Chinese insurance funds have more than US$14 billion available for overseas real estate investment, with high transparency markets, including the United Kingdom, United States, Canada, Singapore, Hong Kong and Australia, expected to be among the key targets, according to the latest research from CBRE Group, Inc.
Given the present scarcity of investable prime properties in first-tier Chinese cities and the short-term risk from the oversupply in second- and third-tier Chinese cities, prime high-end office properties in core international cities are expected to be highly sought after, especially considering the attractive yields they can produce in today’s low interest rate environment.
Chinese institutional investors are still relative newcomers to cross-border real estate investment strategies, compared to pension funds, insurance funds and sovereign wealth funds from other regions.
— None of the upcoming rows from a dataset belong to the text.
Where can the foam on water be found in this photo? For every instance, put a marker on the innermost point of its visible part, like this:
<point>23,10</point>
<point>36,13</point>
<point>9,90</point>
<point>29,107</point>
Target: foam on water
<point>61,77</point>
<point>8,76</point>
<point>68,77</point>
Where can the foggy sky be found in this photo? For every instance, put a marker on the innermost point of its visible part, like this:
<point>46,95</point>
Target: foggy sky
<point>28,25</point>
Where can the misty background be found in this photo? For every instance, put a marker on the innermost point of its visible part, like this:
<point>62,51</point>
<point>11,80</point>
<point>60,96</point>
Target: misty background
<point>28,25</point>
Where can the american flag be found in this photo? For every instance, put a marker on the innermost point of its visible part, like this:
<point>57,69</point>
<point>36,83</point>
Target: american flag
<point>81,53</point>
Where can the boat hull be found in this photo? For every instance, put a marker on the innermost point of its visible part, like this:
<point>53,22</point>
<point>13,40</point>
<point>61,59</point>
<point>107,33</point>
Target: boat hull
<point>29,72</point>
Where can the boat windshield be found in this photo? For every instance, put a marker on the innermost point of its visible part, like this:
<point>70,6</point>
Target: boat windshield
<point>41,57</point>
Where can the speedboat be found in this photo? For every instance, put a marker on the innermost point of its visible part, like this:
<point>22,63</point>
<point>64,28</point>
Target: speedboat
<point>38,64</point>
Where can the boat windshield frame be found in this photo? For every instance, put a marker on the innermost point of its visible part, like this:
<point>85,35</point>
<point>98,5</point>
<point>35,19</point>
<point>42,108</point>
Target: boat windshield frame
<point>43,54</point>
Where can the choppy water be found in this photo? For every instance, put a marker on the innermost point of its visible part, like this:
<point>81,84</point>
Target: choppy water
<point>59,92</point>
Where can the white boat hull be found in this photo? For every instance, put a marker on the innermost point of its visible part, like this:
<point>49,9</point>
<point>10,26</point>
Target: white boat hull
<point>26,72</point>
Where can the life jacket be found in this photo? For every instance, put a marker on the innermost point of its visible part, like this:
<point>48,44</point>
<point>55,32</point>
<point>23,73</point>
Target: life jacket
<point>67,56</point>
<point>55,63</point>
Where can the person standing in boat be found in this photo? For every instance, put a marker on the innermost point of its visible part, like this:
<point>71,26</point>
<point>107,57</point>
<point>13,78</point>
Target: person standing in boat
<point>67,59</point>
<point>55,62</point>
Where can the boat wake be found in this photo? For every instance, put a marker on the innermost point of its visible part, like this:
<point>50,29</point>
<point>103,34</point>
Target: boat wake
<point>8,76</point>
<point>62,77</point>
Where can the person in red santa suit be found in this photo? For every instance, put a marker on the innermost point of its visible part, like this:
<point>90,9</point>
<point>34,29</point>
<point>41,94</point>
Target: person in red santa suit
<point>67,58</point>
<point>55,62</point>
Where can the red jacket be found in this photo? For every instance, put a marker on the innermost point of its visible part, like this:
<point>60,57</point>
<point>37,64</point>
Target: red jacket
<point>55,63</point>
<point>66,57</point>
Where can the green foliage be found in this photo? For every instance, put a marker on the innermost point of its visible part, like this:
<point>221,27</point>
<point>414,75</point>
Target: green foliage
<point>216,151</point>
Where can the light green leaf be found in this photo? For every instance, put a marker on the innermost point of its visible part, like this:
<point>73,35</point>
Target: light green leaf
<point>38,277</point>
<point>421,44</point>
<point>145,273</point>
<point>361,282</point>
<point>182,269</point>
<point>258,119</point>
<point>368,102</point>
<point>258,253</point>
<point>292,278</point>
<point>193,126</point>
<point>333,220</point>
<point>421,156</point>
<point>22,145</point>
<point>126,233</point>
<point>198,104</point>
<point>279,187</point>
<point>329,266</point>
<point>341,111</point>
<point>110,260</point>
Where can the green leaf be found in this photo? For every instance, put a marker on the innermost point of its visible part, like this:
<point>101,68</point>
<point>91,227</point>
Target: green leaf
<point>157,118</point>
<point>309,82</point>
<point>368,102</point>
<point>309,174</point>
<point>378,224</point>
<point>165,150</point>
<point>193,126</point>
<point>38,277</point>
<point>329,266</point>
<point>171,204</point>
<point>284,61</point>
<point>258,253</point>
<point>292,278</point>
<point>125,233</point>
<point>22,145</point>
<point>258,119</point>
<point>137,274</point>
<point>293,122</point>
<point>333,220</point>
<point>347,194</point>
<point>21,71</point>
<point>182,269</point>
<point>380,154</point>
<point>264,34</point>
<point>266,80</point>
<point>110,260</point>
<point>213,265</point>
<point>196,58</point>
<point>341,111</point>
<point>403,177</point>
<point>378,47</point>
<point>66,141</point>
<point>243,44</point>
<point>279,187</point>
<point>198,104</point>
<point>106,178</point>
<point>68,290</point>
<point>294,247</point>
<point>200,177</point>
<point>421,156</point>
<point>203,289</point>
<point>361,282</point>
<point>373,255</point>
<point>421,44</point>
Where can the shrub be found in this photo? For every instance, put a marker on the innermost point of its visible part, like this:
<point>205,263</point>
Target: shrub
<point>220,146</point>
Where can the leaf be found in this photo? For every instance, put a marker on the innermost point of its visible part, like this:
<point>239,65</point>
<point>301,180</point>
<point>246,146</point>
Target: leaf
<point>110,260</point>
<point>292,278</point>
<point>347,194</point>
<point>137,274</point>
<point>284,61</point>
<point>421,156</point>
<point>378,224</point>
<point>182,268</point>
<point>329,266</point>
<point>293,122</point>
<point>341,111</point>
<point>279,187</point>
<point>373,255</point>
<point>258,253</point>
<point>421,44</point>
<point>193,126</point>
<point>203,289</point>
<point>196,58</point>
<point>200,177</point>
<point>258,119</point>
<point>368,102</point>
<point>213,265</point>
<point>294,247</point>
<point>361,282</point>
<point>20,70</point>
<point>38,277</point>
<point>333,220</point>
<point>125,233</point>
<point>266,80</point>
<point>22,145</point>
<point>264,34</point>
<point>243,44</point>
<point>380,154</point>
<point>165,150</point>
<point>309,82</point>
However, in recent years Chinese institutional investors have started to increase their investment in overseas real estate markets; a trend that has been driven by several factors, including limited investment channels in China, abundant liquidity, local currency (RMB) appreciation, and the relatively lower valuation of overseas assets in the years following the 2008 financial crisis.
In 2012, the total assets of China’s national insurance institutions stood at US$1.2 trillion. New regulations permit these institutions to invest up to 15% of their assets in “non-self-use” real estate.
By this measure, there is in excess of $180 billion currently available for real estate investment. Based on patterns of insurance fund allocations witnessed in developed countries in recent years (with most insurance funds typically allocating up to 6% of their assets to direct property investment) and assuming an 80:20 split between domestic and overseas market, it is estimated that Chinese insurers could invest up to US$14.4 billion in overseas real estate.
Although the number of investable properties in developing regions has increased sharply in recent years, those of high enough quality are still limited in Asia Pacific when compared with North America and Europe.
For this reason, Chinese institutional investors are expected to focus on premier office investment opportunities in gateway cities, which are capable of generating stable ROI in the short term, such as the premier offices in international gateway cities.
Markets marked by high transparency, including the UK, US, Canada, and Australia, as well as Asian markets that are adjacent to the Chinese mainland with similar cultural backgrounds, such as Hong Kong, Singapore, Malaysia and Thailand, will likely be the major destinations for Chinese real estate investors in the future.
Marc Giuffrida, Executive Director, Global Capital Markets, CBRE, commented: “Chinese insurance institutions are already well established in domestic markets, but following a series of government policy changes, they will look to target overseas commercial real estate markets.
“The insurance industry, in particular, is thriving; buoyed by ever-increasing funds they will target gateway cities around the world such as London, New York, Toronto, Singapore, Hong Kong and Sydney in increasingly large amounts.
“The low liquidity, value-added potential and stable cash flow of prime office and retail assets offers a perfect match for these investors.
“Compared with developed countries, the allocation by Chinese insurance companies to overseas real estate investment is still relatively low, even with a modest increase in allocations given the capital base the flows could be quite substantial.
“Using the Malaysian and Korean outbound investing experience as a guide, big industry leaders will lead the way, but once they demonstrate success the rest of the industry to follow.”
Real estate investing is relatively new for these investors, with Chinese insurance funds only permitted to invest in real estate beginning in 2009 when changes to government policy were made.
Further regulation changes now permit insurance companies to invest a maximum of 15% of their total assets as of the end of the last quarter in ‘non-self-use’ real estate.